Il a affirmé que, peu après que l’AFDL ait pris le pouvoir au Congo, le nouveau gouvernement avait eu des différends avec ses partisans rwandais et ougandais à la suite desquels il avait émis un communiqué selon lequel tous les Tutsis et toutes les personnes qui ressemblaient aux Tutsis devaient être tués. « Ils étaient considérés comme de la vermine. Et ces gens que nous avions aidé ont fait volte fac et étaient contre nous », a-t-il déclaré.
Après cette opposition, M. Ntaganda s’était retiré avec les armées ougandaise et rwandaise vers l’est du Congo et avait commencé une campagne pour renverser le nouveau gouvernement du Congo qu’ils avaient aidé à prendre le pouvoir.
M. Ntaganda répond de 18 chefs de crimes de guerre et de crimes contre l’humanité devant la CPI, qui comprennent le meurtre, le viol, l’esclavage sexuel, le pillage et l’utilisation d’enfants soldats. Les crimes auraient été commis en 2002 et 2003 dans des villes dont Kobu et Mongbwalu alors qu’il exerçait les fonctions de chef adjoint de l’état-major dans l’Union des patriotes congolais. À l’époque, le groupe faisait partie des nombreuses milices participant au conflit ethnique qui s’était déroulé dans le district de l’Ituri.

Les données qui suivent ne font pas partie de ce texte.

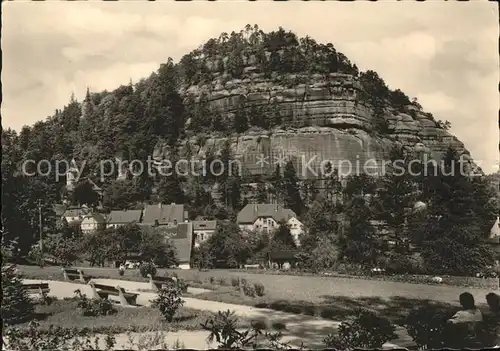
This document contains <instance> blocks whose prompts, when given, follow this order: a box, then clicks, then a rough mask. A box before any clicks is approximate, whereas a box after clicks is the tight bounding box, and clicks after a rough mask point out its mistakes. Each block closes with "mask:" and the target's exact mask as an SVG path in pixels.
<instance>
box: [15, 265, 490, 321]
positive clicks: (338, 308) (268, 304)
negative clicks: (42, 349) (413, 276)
mask: <svg viewBox="0 0 500 351" xmlns="http://www.w3.org/2000/svg"><path fill="white" fill-rule="evenodd" d="M18 268H19V270H20V272H21V273H22V274H23V275H24V276H25V277H26V278H31V279H54V280H62V278H63V276H62V272H61V269H60V268H59V267H45V268H42V269H41V268H39V267H33V266H19V267H18ZM84 271H85V273H86V274H89V275H91V276H94V277H96V278H111V279H125V280H135V281H146V279H144V278H142V277H140V276H139V272H138V271H137V270H127V271H126V272H125V275H124V276H123V277H120V276H119V275H118V270H117V269H113V268H85V269H84ZM174 271H175V272H176V273H177V274H178V276H179V277H181V278H184V279H185V280H187V281H188V282H198V284H193V285H195V286H196V285H198V286H199V285H200V284H199V283H200V282H203V284H202V286H203V287H212V288H213V289H214V291H212V292H208V293H203V294H200V295H196V298H197V299H206V300H212V301H219V302H226V303H234V304H241V305H250V306H255V307H263V308H271V309H275V310H282V311H285V312H290V313H304V314H309V315H318V316H322V317H325V318H331V319H334V320H342V319H343V317H345V315H347V314H349V313H351V312H352V311H353V310H354V309H356V308H358V307H368V308H371V309H373V310H376V311H378V312H380V313H382V314H383V315H385V316H386V317H388V318H390V319H392V320H394V321H395V322H396V321H399V320H400V319H401V318H403V317H404V316H405V315H406V314H407V312H408V311H409V310H411V309H413V308H416V307H419V306H422V305H424V304H437V305H439V306H441V307H443V308H447V309H450V310H452V309H455V308H456V307H457V306H458V296H459V295H460V294H461V293H462V292H464V291H469V292H470V293H472V294H473V295H474V297H475V299H476V303H477V304H478V305H482V304H484V303H485V295H486V294H487V293H488V292H490V291H488V290H485V289H473V288H469V289H465V288H460V287H455V286H435V285H425V284H409V283H400V282H390V281H377V280H363V279H351V278H339V277H314V276H291V275H266V274H252V273H251V272H238V271H230V270H210V271H206V272H199V271H197V270H164V269H161V270H159V272H158V274H159V275H165V274H166V273H169V274H171V273H172V272H174ZM211 277H213V280H216V281H217V280H220V279H221V278H223V279H225V280H226V284H228V285H230V283H231V278H236V277H241V278H244V279H246V280H247V281H248V282H249V283H250V284H253V283H257V282H259V283H261V284H263V285H264V287H265V296H263V297H258V298H250V297H242V296H240V295H239V293H238V292H236V291H235V289H234V288H232V287H230V286H220V285H210V284H208V283H209V281H210V278H211Z"/></svg>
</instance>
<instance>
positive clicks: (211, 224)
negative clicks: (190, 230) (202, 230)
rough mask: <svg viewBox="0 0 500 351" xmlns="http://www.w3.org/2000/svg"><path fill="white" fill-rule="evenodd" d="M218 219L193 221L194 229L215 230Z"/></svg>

Au début de son témoignage d’hier, M. Ntaganda a parlé de sa naissance au Rwanda, de sa scolarité au Congo ainsi que de sa motivation de rejoindre l’APR. Aujourd’hui, il a défendu sa réputation de soldat discipliné et de commandant et a proclamé son innocence pour les charges retenues à son encontre : « Moi, Ntaganda, je ne suis coupable de rien. Il n’y a rien dont je me sente coupable. Je ne suis pas un criminel, je suis un révolutionnaire ».
Son témoignage se poursuivra vendredi.